When I was first at BYU working on my bachelor's degree (which I finished at CSULA) I heard Spencer W. Kimball speak.  He talked about how following leaders blindly would lead you straight to hell, buttressed with Brigham Young quotes. That talk had a very strong impact on me, even now, I believe that:
"Those who talk of blind obedience may appear to know many things, but they do not understand the doctrines of the gospel." 
The second was hearing my father talk about when Spencer W. Kimball came through Newfoundland.  He stopped and met with our branch.  

When I was just a kid (like first or second grade), Spencer W. Kimball came through Newfoundland where my dad was stationed.

We had a sister who was trying to get her husband to shape up.  She tried to enlist Elder Kimball’s help at that time as to how she could force him to do the right thing.  As an apostle he told her to focus instead on patiently loving him.  To put her family first and the love between the two of them first, even if it meant not attending meetings and not pushing him to improve.  The advice made a big impression on my dad who was in the branch presidency and who had expected something different.  
I had a similar experience on my mission.  A sister who had long been a member with a bitterly opposed husband asked my advice.  The spirit pushed me strongly to tell her that the Church existed to support her family, her family did not exist to support the Church, and that she should put her husband and family's harmony and love first.  Nothing else was important.
She followed my advice.  Amazingly (to me) he was reconciled to her and to her membership, before he died rather suddenly of a cancer that he had been unaware of.
As for the couple that Elder Kimball had advised, years later my dad encountered the couple in the temple.  They had been completely transformed.

Obviously I do not expect that sort of thing to happen for everyone, or for even most people.  But if families are forever, I think that what we should do is focus on loving and supporting each other, in patience and kindness.

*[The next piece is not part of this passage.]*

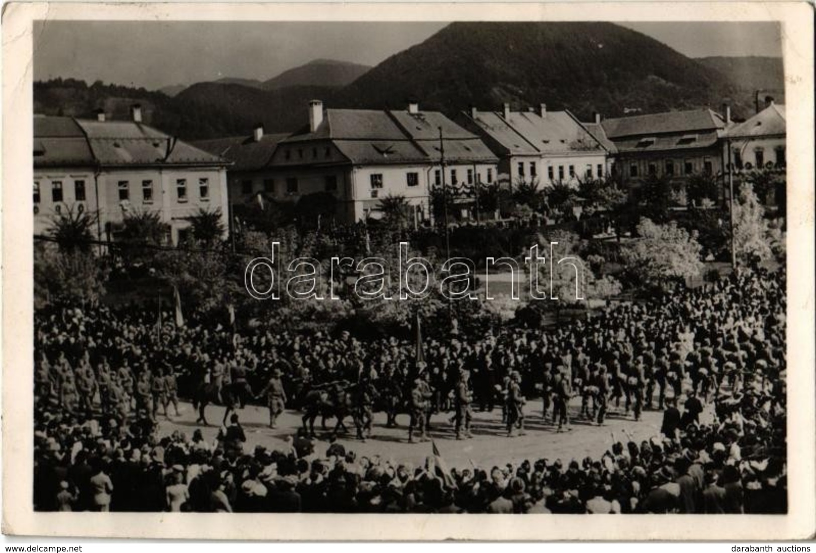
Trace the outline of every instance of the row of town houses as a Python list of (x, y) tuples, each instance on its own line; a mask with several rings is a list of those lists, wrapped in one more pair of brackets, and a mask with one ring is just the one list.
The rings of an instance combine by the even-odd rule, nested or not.
[[(410, 103), (402, 110), (326, 109), (308, 105), (295, 133), (185, 142), (142, 122), (35, 115), (34, 232), (67, 211), (99, 214), (100, 240), (115, 239), (128, 213), (158, 212), (177, 243), (191, 216), (251, 202), (336, 198), (335, 221), (381, 216), (380, 198), (404, 197), (415, 221), (428, 221), (434, 186), (535, 181), (577, 185), (612, 173), (636, 185), (650, 175), (681, 181), (722, 176), (729, 154), (742, 170), (785, 165), (785, 109), (773, 100), (742, 123), (709, 109), (579, 121), (542, 104), (514, 111), (472, 108), (450, 118)], [(729, 149), (730, 148), (730, 152)]]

The other part of the visit was a very strong outpouring of the Spirit and a small miracle.  Something that struck my father was that when he met people later, those who had treasured the moment and remembered it were all active.  Those who were not had also lost the memory.
I understand you used to ...
I used to do a lot of things.  For example, I started blogging on September 16, 1997.  One thing that I was involved in was FARMS before it was FARMS and was just a desk in John Welch's office.  Back then it was pretty much some reading lists and some photocopies of essays that were going out of print or about to be lost.  When I hear people who say "everything FARMS has said is .[redacted harsh statements]..." I think back to reading Eliade and Campbell and Nibley and others and the broader scope of thinking that introduced me to.

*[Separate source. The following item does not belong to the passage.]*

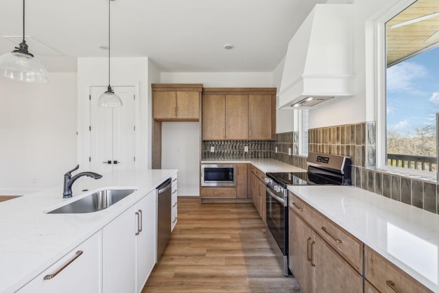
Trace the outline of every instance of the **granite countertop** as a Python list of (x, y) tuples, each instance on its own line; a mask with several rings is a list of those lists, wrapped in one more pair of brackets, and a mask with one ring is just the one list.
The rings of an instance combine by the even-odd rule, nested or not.
[(439, 215), (352, 186), (295, 185), (288, 189), (439, 292)]
[[(177, 170), (126, 170), (101, 179), (79, 178), (73, 198), (62, 198), (62, 187), (0, 203), (0, 292), (15, 292), (100, 230)], [(106, 188), (137, 189), (108, 209), (88, 213), (47, 214), (66, 201)], [(81, 191), (87, 189), (89, 191)]]
[(215, 163), (250, 163), (264, 173), (268, 172), (306, 172), (307, 170), (279, 162), (272, 159), (248, 159), (241, 160), (203, 160), (202, 164)]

I was also involved with FAIR as a founding board member.  But apologetics tend to make me cranky, so I've stepped away from them.  Too often there is the following pattern:
  • [Other person] They've discovered "xyz."  It is irrefutable, new and ... etc.
  • [Me] Try to get enough details about xyz to figure out which of the several mutually exclusive xyzs they are talking about. 
  • [Other person] And it is all hard evidence.  [still without enough details for me to figure out which version they are talking about].
  • [Me] Probing (and trying to be gentle about it)
  • [Other person] you aren't listening.
  • [Me] Finally figure out which one they are talking about.  Look up the details.
    • often the details reflect huge jumps.
    • often the "facts" behind the details have huge gaps or are inconsistent. 
    • Etc.
  • [Other person] I don't care about that any more, what I really was trying to get to was "qrs."
  • Rinse and repeat.
I found it too annoying.  Though I did enjoy Was the Book of Mormon Plagiarized from Walt Whitman's Leaves of Grass?

 Anything else?

Too much.

If you could give one piece of advice?

I'm not smart enough to do that.  Maybe in a few more years when I have more wisdom.



 
Probably not the best example, but it will fill in the gap until I actually get an interview completed.